BEIRUT — Gas exploration in Lebanon has been frozen for more than two years, but it has now returned to the forefront of Beirut's political and media scene. It was not brought to the table by any Lebanese government or official body, but rather by Washington.
On July 2-3, the US Department of State's special envoy and coordinator for international energy affairs, Amos Hochstein, visited the Lebanese capital, where he met with a number of Lebanese officials, including Prime Minister Tammam Salam, parliament Speaker Nabih Berri, Foreign Minister Gebran Bassil and Energy Minister Arthur Nazarian. Following these meetings, the US official made a series of press statements in which he stressed that the subject of his visit was limited to Lebanese gas, its exploration and excavation process and its current status.
A Lebanese ministerial source concerned with this issue confirmed to Al-Monitor that Hochstein’s talks focused in particular on two points. The first is the Lebanese-Israeli borders and the two countries' respective exclusive maritime zones. The second point covers the methods of dealing with gas exploration, extraction, investment and transportation in the Lebanese zone adjacent to Israel. The ministerial source, who preferred to remain anonymous, said these two points are still outstanding issues, after years of searching for a solution to settle them and following several attempts by the US official previously in charge of this issue, Frederic Hof. The source pointed out that Hof had made several visits to Lebanon and Israel to reach a settlement of the maritime boundaries issue between the two countries.
The ministerial source indicated that following Hof’s efforts, this controversial issue (the area where gas would be explored) was restricted to a maritime zone of about 900 square kilometers (347 square miles). Lebanon considers this area as falling under its maritime sovereignty, and Israel considers it a disputed area in accordance with international law.
Hof had tried to reduce the mentioned maritime border dispute to a surface area of around 300 square kilometers (115 square miles) by submitting proposals on forms of joint operations between Lebanon and Israel over this surface area. This was rejected by the Lebanese authorities due to the state of hostility between Lebanon and Israel. In his recent visit, Hochstein tried to bring up this proposal again, inquiring about any developments in the Lebanese position in this respect. However, the source asserted that Hochstein failed to obtain any new results from the Lebanese side.

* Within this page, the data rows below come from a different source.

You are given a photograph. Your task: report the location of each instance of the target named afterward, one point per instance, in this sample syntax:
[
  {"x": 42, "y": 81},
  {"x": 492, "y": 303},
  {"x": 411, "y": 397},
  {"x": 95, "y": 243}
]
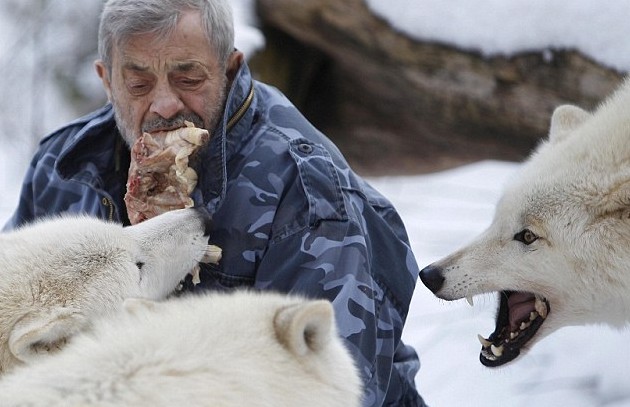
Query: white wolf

Bassil — the energy minister until he became foreign minister in February 2014 — told Al-Monitor that Hochstein’s visit was welcomed by him as well as by various Lebanese government entities. He explained that this visit revived an issue that he handled when he was energy minister in June 2011. Bassil told Al-Monitor that he drew the US official’s attention to the fact that the two points he came to Beirut to discuss are not the reasons why the Lebanese gas file is suspended today.

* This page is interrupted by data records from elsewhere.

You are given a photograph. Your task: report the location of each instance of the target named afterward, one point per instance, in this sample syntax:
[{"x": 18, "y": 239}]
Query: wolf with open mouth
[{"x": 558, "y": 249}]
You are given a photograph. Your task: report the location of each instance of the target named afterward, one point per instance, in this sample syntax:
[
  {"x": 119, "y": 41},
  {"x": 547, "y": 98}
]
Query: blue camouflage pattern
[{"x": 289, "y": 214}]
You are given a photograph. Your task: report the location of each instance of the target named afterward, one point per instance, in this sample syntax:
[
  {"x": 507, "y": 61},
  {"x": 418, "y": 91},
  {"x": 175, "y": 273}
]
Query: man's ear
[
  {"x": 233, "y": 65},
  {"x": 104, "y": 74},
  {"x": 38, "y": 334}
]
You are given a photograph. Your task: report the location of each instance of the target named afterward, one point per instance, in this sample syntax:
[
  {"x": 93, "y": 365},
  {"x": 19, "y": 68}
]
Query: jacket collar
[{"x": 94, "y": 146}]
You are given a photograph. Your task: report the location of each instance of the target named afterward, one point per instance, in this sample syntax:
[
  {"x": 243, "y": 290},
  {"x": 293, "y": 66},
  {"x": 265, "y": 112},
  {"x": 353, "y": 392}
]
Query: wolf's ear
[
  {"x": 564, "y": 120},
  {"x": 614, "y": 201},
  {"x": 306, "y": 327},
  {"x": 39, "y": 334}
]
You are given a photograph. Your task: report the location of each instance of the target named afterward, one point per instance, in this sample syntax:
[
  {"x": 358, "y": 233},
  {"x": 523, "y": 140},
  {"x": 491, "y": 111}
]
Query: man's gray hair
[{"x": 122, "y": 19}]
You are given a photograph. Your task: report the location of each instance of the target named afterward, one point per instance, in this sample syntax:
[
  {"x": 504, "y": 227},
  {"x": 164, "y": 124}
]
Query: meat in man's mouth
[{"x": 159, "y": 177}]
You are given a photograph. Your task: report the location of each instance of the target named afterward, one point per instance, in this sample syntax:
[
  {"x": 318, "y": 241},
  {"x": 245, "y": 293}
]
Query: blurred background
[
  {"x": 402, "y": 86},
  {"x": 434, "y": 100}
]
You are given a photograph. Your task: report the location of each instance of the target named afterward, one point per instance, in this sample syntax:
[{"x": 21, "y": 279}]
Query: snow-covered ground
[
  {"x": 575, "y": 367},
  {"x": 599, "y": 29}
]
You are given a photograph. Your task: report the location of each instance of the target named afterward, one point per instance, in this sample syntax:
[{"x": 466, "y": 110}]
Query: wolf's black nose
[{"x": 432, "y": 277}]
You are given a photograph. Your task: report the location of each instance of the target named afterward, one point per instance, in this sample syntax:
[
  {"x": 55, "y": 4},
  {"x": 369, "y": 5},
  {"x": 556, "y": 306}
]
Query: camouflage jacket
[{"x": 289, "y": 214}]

Bassil said he explained to Hochstein that the Lebanese Ministry of Energy, until the end of Bassil’s mandate in February 2014, had accomplished more than 80% of the maritime survey of Lebanon’s exclusive zone, of a surface area of about 21,000 square kilometers (8,100 square miles) without reaching the disputed area with Israel — whose surface does not exceed 5% of the Lebanese zone. He told Al-Monitor, “Lebanon had started the maritime survey of its potential oil and gas resources. The initial results were very promising. The Ministry of Energy completed the initial procedures to launch the international tender on Lebanese gas exploration in the Mediterranean Sea.”

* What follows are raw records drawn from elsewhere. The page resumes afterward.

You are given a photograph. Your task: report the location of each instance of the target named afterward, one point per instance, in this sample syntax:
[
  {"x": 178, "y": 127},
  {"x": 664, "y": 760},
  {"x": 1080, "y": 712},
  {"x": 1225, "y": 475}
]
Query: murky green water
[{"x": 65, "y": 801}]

Bassil stated that the Lebanese maritime area was divided into 10 blocks, the final draft of the Exploration and Production Agreement was drafted, and 43 companies — including major specialized international companies, such as Shell, Exxon Mobil and Total, among others — were taking part in the tendering process. Bassil told Al-Monitor he reminded Hochstein of what the US administration has known since the time Hof was in charge, which is that eight out of the 10 maritime blocks are far from the Lebanese border with Israel, and only two are adjacent to these borders.
Therefore, the exploration and investment process was supposed to kick off in 80% of the Lebanese zone starting August 2013 without any obstacles or impediments, had former Lebanese Prime Minister Najib Mikati not resigned. However, the entire process was stalled when Mikati submitted his resignation March 22, 2013.
This occurred a few days before Mikati’s government was supposed to ratify the last two decrees necessary to launch the international tender. These decrees concern the delineation of the maritime blocks and the approval of the Exploration and Production Agreement. Bassil explained that after this period, Lebanon entered into a vacuum period until the formation of Salam’s government on Feb. 15, 2014, and the whole process has been frozen for 11 months.
According to Bassil, the surprise came after the formation of Salam’s Cabinet that failed to approve the required decrees. The new government took the initiative April 2, 2014, to establish a ministerial committee tasked with re-examining the mentioned decrees. After more than a year and three months since the formation of that committee, the mentioned decrees have yet to be passed. This practically led to the suspension of all of the Ministry of Energy’s achievements.
Bassil added, “The US official realized that the border issue with Israel is not what impedes this very vital project for Lebanon, but that rather it is the legal Lebanese government that is delaying [the fulfillment of] its legal requirements and is not completing its necessary procedural frameworks.”
Why this delay and what are its causes? Bassil refrained from answering this question.
“I hope the US move would revive the file of the Lebanese gas and remind the concerned parties of the need to safeguard the interests of Lebanon and the Lebanese,” Bassil said.